Presidente da Associação de Engenheiros e Arquitetos de São José dos Campos (AEA), Carlos Vilhena assina embaixo. “[O trânsito] tem que ser compatível para ciclistas, pedestres e veículos”. Ele cita os corredores de ônibus, nos quais não se trafegam mais em alta velocidade.
Mudança cultural
A redução da velocidade enfrenta resistências na sociedade. A seção São Paulo da Ordem dos Advogados do Brasil (OAB), por exemplo, entrou com ação para reverter na justiça as medidas adotadas na capital paulista. O presidente da Ordem, Marcos da Costa, explica que o problema foi o processo democrático. A entidade não é a favor nem contra a mudança de velocidade máxima, mas acredita que o tema deva ser debatido na sociedade como um todo. Uma ação para reverter a medida aguarda decisão do Tribunal de Justiça do Estado de São Paulo.

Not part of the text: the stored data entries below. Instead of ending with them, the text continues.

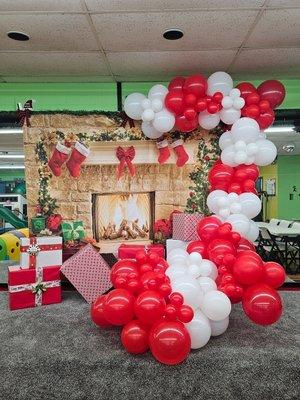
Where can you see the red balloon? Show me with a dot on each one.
(218, 248)
(135, 337)
(245, 88)
(273, 91)
(207, 228)
(185, 125)
(174, 102)
(274, 274)
(197, 246)
(170, 342)
(119, 307)
(123, 268)
(262, 304)
(248, 268)
(149, 307)
(195, 84)
(176, 83)
(97, 312)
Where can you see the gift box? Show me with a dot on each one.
(72, 230)
(33, 287)
(43, 251)
(88, 272)
(184, 226)
(130, 250)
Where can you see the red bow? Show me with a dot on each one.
(125, 156)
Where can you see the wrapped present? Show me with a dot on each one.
(184, 226)
(43, 251)
(130, 250)
(88, 272)
(72, 230)
(33, 287)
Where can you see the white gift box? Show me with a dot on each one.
(43, 251)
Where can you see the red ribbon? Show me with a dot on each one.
(125, 156)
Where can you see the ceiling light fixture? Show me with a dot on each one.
(173, 34)
(19, 36)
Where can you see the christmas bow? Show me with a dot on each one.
(125, 156)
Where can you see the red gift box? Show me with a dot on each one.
(33, 287)
(130, 250)
(184, 226)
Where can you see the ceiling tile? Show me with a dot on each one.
(48, 32)
(145, 5)
(203, 30)
(276, 28)
(163, 65)
(38, 5)
(271, 62)
(38, 64)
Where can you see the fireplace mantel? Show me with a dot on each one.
(104, 153)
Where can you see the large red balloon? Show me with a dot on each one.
(97, 312)
(274, 274)
(119, 307)
(170, 342)
(135, 337)
(262, 304)
(273, 91)
(207, 228)
(248, 268)
(149, 307)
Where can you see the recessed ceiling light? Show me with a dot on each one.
(20, 36)
(173, 34)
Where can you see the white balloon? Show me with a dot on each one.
(216, 305)
(149, 131)
(219, 327)
(250, 204)
(133, 105)
(225, 140)
(207, 120)
(240, 223)
(207, 284)
(230, 116)
(267, 152)
(164, 121)
(190, 290)
(219, 82)
(199, 330)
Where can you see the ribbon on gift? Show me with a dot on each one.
(126, 119)
(125, 156)
(37, 288)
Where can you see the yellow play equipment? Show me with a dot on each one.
(10, 244)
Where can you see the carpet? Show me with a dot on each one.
(55, 352)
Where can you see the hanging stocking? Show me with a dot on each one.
(164, 152)
(79, 154)
(182, 156)
(59, 156)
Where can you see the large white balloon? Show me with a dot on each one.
(149, 131)
(164, 121)
(219, 327)
(219, 82)
(216, 305)
(133, 105)
(207, 120)
(199, 330)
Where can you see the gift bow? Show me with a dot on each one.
(125, 156)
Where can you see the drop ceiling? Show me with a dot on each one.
(121, 40)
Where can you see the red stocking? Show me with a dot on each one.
(182, 156)
(79, 154)
(59, 156)
(164, 152)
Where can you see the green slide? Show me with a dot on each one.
(8, 216)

A “cultura da velocidade” deve ser o grande entrave para a adoção de medidas similares em outras cidades brasileiras, na opinião de Luiz Carlos Néspoli. “É uma mudança cultural que envolve mudança de hábito, e as pessoas não gostam. O tempo vai mostrar que isso é fundamental”.
Números
- Em São Paulo, 189 pessoas morreram em acidentes de trânsito entre julho e dezembro de 2015, período após a implantação da velocidade reduzida nas marginais Tietê e Pinheiros. Nos dez anos anteriores, a média para o segundo semestre foi de 323. A redução foi de 134.

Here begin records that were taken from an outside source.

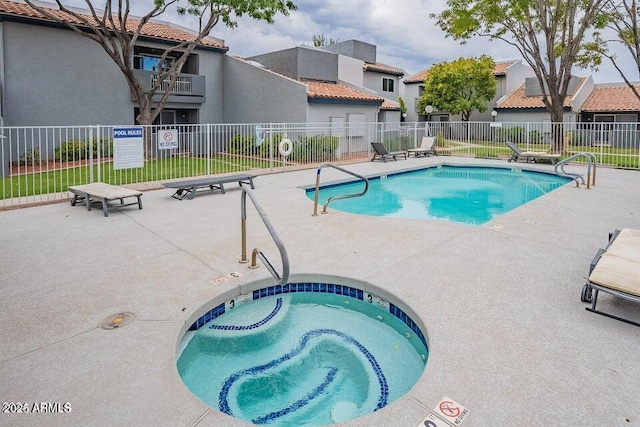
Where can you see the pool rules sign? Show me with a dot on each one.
(128, 148)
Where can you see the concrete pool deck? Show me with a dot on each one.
(509, 337)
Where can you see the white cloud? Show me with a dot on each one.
(405, 35)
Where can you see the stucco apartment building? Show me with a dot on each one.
(509, 76)
(50, 75)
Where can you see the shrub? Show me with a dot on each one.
(78, 150)
(316, 148)
(515, 134)
(246, 146)
(32, 156)
(535, 137)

- Uma morte foi registrada dentro do perímetro da Área Calma, em Curitiba, em 2015, contra seis no ano anterior. Em toda a cidade, o número de mortes no trânsito passou de 223 para 184, no período, seguindo uma tendência de queda dos anos anteriores.

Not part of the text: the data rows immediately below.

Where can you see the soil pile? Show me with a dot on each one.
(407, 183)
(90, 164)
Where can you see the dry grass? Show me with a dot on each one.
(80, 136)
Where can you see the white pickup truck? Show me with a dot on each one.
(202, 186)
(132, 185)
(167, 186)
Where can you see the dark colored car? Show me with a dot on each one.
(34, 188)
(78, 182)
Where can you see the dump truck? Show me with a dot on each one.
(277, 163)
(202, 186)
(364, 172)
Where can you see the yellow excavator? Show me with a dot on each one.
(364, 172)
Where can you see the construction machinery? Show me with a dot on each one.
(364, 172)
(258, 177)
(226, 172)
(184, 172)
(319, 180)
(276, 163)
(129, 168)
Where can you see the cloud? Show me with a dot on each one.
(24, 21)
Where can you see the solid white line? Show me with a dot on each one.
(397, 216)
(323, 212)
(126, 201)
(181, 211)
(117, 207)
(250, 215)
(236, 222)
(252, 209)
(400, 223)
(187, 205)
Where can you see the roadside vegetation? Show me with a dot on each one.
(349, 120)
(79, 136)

- Em Londres, 89% dos acidentes com morte de ciclistas ocorreram em vias de até 48 quilômetros por hora (30 milhas). Apenas 2% em ruas com limite de 32 quilômetros (20 milhas) por hora. A pesquisa foi feita entre 2007 e 2011, a pedido da prefeitura.
- Em Nova York,1% foi a queda no número de acidentes com a “Visão Zero” entre janeiro e setembro de 2015, em relação ao mesmo período do ano anterior. Acidentes fatais caíram 12%, no mesmo período. Vítimas seriamente feriadas sofreram decréscimo de 2,5%.
- 40 km/h é a velocidade máxima permitida nos centros de Curitiba e Goiânia. Em São Paulo, o limite é de 60 km/h nas marginais e de 50 km/h nas avenidas locais.
- 25% foi a redução real da velocidade em Londres, ou seja, 10 milhas por hora a menos na lei equivalem a carros 2,5 milhas mais lentos. O estudo é do conselho de governantes da cidade (Lednet).